Discontinuation of secondary anti-Leishmania prophylaxis in HIV-infected patients who have responded to highly active antiretroviral therapy
Berenguer, Juan; Cosín, Jaime; Miralles, Pilar; López, Juan Carlos; Padilla, Belén
Servicio de Microbiología y Enfermedades Infecciosas, Hospital Gregorio Marañón, Madrid, Spain.
Received: 26 July 2000;
revised: 7 September 2000; accepted: 12 September 2000.
Visceral leishmaniasis is an opportunistic infection of advanced HIV disease in European Mediterranean countries [1,2]. Before or at the time of the first episode of visceral leishmaniasis, approximately 50% of HIV-infected patients have an AIDS-defining condition and most of them are severely immunosuppressed. For the treatment of visceral leishmaniasis in HIV patients, both meglumine antimoniate and amphotericin B have similar efficacy and toxicity rates ; however, the relapse rate after a correctly treated first episode is 90% at 12 months . A retrospective study  found that the relapse rate can be reduced to 9% at 12 months with the administration of 850 mg pentavalent antimony given once a month. To the best of our knowledge, no study has addressed the discontinuation of secondary prophylaxis against visceral leishmaniasis in HIV patients with immune recovery after highly active antiretroviral therapy (HAART).
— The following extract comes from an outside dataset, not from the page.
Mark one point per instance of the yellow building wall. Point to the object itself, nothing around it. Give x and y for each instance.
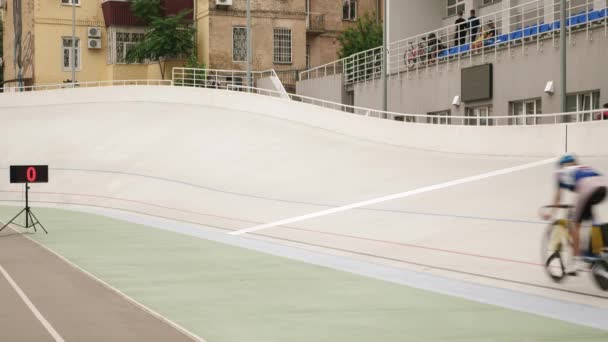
(23, 62)
(54, 21)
In April 1998, we started a prospective study in which HIV-infected patients with visceral leishmaniasis were asked to stop secondary prophylaxis if they met the following criteria: quiescent visceral leishmaniasis for more than 4 months and a sustained response to HAART for more than 4 months, characterized by a CD4 cell count higher than 100/μl plus an HIV viral load less than 500 copies/ml or a CD4 cell count higher than 150/μl plus an HIV viral load lower than 10 000 copies/ml (by bDNA assay).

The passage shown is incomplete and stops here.